Helpful Essentials for Loading and Unloading a Truck Camper
While not all of these recommendations are necessary for loading or unloading your truck camper, we find that they make it easier and more convenient for us.
Leveling blocks allow you to rest the camper several inches above the ground so that you do not max out your jack motors in the process of unloading your truck camper. We use these for loading and unloading our truck camper but also for leveling our truck camper whenever we park on uneven surfaces.
Happijac Qwik Load Turnbuckles make loading and unloading a truck camper very quick and easy. They are spring loaded and have a quick-release handle making it easy to tighten and loosen the turnbuckles. These are a game changer for us in terms of loading and unloading our truck camper.
Torklift FastGun Turnbuckles are an alternative to the Happijac Qwik Load Turnbuckles. While they are a little more expensive they are also of better quality. You will want to invest in 2 sets of these. One is for the front and the second is for the rear tie-downs.
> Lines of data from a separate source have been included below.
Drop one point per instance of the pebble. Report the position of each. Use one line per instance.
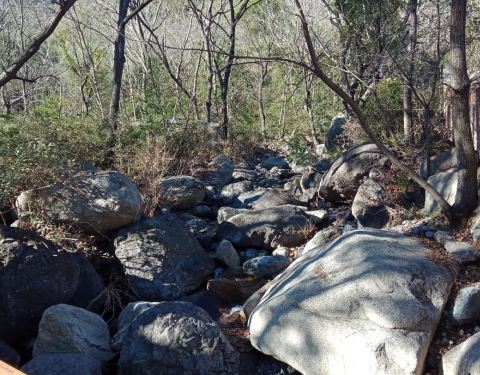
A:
(429, 234)
(218, 272)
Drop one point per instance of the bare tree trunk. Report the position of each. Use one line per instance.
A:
(118, 65)
(466, 198)
(261, 104)
(407, 90)
(11, 72)
(309, 106)
(318, 71)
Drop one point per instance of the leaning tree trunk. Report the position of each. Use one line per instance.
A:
(118, 65)
(466, 198)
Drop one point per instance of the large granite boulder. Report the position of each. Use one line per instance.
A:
(267, 228)
(63, 364)
(33, 277)
(367, 303)
(463, 359)
(466, 308)
(161, 259)
(341, 181)
(71, 329)
(176, 338)
(94, 203)
(322, 238)
(181, 192)
(446, 183)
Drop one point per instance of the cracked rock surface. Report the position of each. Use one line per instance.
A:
(367, 303)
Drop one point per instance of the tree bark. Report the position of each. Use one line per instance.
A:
(318, 71)
(11, 72)
(118, 65)
(466, 198)
(407, 91)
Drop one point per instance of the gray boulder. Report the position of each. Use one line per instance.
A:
(367, 303)
(267, 228)
(466, 308)
(274, 198)
(340, 183)
(202, 210)
(446, 183)
(201, 229)
(181, 192)
(225, 213)
(321, 238)
(266, 266)
(249, 198)
(227, 254)
(8, 354)
(176, 338)
(463, 359)
(242, 174)
(336, 129)
(438, 163)
(63, 364)
(233, 190)
(71, 329)
(161, 260)
(126, 318)
(462, 251)
(221, 171)
(368, 206)
(33, 277)
(275, 161)
(94, 203)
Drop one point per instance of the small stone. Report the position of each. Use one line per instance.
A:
(283, 251)
(218, 272)
(429, 234)
(265, 266)
(227, 254)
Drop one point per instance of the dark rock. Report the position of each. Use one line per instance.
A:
(266, 266)
(181, 192)
(221, 171)
(267, 228)
(340, 183)
(90, 292)
(234, 291)
(33, 277)
(63, 364)
(274, 198)
(161, 259)
(275, 161)
(71, 329)
(176, 338)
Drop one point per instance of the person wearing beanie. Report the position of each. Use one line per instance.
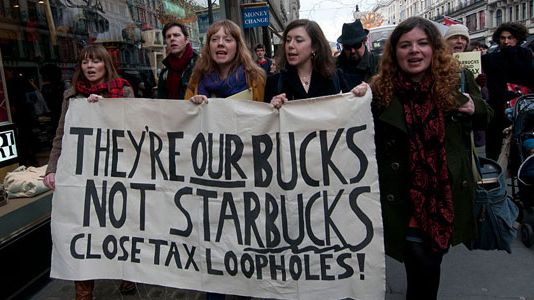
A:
(457, 38)
(356, 61)
(510, 63)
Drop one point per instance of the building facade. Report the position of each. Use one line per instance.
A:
(481, 17)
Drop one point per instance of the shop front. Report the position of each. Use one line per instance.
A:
(39, 45)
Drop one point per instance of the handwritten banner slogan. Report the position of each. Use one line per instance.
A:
(233, 197)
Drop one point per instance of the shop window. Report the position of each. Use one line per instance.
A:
(510, 13)
(471, 22)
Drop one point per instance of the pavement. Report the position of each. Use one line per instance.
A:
(466, 275)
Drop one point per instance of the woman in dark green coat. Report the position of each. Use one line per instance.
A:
(423, 127)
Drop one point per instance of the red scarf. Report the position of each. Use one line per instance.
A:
(176, 68)
(430, 189)
(111, 89)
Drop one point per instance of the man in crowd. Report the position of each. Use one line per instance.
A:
(264, 62)
(357, 63)
(178, 64)
(457, 38)
(510, 63)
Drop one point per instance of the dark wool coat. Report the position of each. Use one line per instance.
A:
(355, 73)
(288, 82)
(391, 140)
(163, 93)
(507, 65)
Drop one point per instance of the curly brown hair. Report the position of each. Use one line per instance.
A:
(517, 30)
(205, 64)
(444, 68)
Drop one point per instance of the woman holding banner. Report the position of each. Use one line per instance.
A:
(225, 68)
(307, 66)
(423, 150)
(95, 77)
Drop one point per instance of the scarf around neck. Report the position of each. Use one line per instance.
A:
(212, 85)
(430, 191)
(111, 89)
(176, 67)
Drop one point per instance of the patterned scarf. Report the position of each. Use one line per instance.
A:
(110, 89)
(176, 68)
(430, 188)
(211, 85)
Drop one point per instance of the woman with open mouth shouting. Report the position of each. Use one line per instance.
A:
(95, 77)
(225, 68)
(307, 67)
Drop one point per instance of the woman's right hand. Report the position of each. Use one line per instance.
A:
(199, 99)
(93, 98)
(50, 180)
(279, 100)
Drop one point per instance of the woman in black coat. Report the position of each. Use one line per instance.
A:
(307, 67)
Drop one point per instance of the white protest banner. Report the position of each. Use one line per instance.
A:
(470, 61)
(231, 196)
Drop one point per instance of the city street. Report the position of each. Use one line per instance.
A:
(466, 275)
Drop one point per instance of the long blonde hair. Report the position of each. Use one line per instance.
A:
(205, 63)
(444, 68)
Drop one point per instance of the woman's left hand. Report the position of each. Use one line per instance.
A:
(93, 98)
(468, 107)
(199, 99)
(360, 89)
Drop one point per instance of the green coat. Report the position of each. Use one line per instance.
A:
(392, 158)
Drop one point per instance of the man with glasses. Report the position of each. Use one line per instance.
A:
(356, 61)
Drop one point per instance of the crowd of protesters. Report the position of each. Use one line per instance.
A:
(424, 105)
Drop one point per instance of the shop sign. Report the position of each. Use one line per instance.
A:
(203, 20)
(174, 9)
(257, 16)
(8, 147)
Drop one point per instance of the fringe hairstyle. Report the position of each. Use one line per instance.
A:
(205, 63)
(94, 52)
(323, 62)
(444, 68)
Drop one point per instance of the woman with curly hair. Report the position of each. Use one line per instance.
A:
(225, 67)
(509, 63)
(423, 149)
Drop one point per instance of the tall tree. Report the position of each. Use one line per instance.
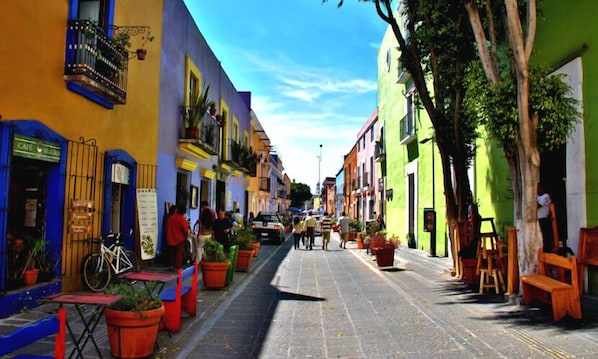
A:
(436, 44)
(499, 25)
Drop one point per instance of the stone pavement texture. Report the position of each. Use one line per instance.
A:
(338, 304)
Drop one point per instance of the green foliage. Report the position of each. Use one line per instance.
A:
(496, 106)
(243, 238)
(200, 104)
(355, 225)
(134, 299)
(213, 251)
(123, 40)
(300, 192)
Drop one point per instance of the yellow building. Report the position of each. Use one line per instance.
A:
(78, 129)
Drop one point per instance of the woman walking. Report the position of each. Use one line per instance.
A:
(297, 230)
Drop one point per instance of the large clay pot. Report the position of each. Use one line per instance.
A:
(385, 256)
(360, 244)
(256, 248)
(133, 334)
(244, 258)
(30, 276)
(214, 274)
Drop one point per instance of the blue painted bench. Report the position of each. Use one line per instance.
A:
(179, 298)
(33, 332)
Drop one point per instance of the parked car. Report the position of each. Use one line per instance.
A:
(318, 218)
(268, 225)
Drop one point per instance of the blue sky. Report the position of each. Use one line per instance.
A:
(311, 69)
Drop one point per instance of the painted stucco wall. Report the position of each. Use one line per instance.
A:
(32, 87)
(562, 32)
(184, 42)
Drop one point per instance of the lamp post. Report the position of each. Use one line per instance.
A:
(430, 216)
(319, 168)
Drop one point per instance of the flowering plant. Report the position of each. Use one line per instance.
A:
(380, 240)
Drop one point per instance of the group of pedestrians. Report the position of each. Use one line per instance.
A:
(304, 230)
(209, 225)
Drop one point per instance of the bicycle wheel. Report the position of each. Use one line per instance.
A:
(96, 272)
(132, 257)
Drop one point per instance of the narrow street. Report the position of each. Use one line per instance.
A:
(338, 304)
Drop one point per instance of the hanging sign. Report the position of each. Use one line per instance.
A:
(147, 212)
(31, 147)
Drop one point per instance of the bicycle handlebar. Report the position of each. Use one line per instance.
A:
(112, 236)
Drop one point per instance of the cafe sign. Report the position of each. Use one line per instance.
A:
(30, 147)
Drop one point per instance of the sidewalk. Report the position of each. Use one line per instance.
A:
(284, 286)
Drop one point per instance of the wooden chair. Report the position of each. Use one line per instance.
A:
(563, 296)
(587, 253)
(179, 298)
(33, 332)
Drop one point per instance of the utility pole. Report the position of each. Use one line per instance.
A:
(319, 169)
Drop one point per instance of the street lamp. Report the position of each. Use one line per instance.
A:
(319, 168)
(430, 214)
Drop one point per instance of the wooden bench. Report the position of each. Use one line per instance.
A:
(587, 253)
(563, 296)
(179, 298)
(33, 332)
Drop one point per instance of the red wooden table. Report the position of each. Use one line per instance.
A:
(97, 300)
(160, 279)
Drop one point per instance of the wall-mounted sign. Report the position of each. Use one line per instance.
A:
(31, 147)
(120, 173)
(147, 212)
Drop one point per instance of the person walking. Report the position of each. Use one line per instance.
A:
(310, 230)
(381, 224)
(177, 230)
(297, 231)
(205, 222)
(222, 228)
(545, 220)
(325, 229)
(344, 221)
(238, 218)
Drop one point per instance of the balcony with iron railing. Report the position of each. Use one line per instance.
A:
(380, 151)
(95, 62)
(407, 128)
(265, 184)
(205, 136)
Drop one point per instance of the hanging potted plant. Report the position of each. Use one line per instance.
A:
(244, 237)
(384, 248)
(133, 322)
(214, 264)
(141, 51)
(193, 115)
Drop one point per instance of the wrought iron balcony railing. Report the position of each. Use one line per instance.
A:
(265, 184)
(407, 127)
(94, 61)
(206, 135)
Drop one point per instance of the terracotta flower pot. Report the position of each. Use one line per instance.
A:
(244, 258)
(30, 276)
(214, 274)
(384, 256)
(132, 334)
(256, 248)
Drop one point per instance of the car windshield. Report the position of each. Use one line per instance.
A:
(267, 217)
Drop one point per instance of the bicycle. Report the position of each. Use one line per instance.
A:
(98, 268)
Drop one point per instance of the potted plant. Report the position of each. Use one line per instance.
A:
(383, 247)
(244, 237)
(214, 264)
(141, 52)
(193, 114)
(133, 322)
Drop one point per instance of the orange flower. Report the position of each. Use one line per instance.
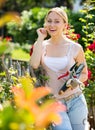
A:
(43, 114)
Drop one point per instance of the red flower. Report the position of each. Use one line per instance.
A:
(31, 50)
(78, 36)
(89, 74)
(92, 46)
(8, 38)
(89, 77)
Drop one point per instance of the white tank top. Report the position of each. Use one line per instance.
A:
(56, 63)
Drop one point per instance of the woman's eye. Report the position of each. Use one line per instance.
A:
(56, 21)
(49, 21)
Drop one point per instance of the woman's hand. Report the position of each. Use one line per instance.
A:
(42, 33)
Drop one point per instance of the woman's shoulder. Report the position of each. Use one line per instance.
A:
(75, 44)
(45, 42)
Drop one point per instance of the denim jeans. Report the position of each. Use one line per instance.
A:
(75, 118)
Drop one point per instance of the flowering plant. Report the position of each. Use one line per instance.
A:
(5, 45)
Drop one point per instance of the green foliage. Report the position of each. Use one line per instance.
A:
(88, 24)
(88, 39)
(26, 31)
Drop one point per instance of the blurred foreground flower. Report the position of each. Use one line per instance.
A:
(30, 110)
(9, 16)
(5, 45)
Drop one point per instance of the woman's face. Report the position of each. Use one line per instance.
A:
(55, 24)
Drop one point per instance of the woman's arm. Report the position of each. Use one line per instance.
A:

Frame-Mounted Tie Downs will vary depending on your truck. But essentially they mount to the frame of your truck and then connect with your camper using the turnbuckles of your choice. Note you will need both a tie down system and a turnbuckle system to properly secure the truck camper to the truck bed.
A manual crank handle may be necessary depending on whether you have manual or electric jacks. But we advise you consider having a manual crank handle as a backup in the event your electric jacks ever fail. With a manual jack system, you will want 2 crank handles to make loading and unloading your truck camper easier.
A Crank Handle Drill Adapter will make life a whole lot easier if you must use a manual crank handle to raise and lower your truck camper jacks. Use this when you do not have the full weight of the camper on the jacks (when the camper is on the truck bed) and use the manual crank handle when you need the additional torque due to the weight of the camper.
A Viair Portable Compressor is considered essential gear for us. Whether inflating our truck tires, airbag suspension or even our bicycle tires, this compressor is handy and powerful. It clips into your truck battery for power and has a long hose to reach all of your tires and airbag suspension as necessary. We don’t ever drive without it – even if we have just unloaded our truck camper.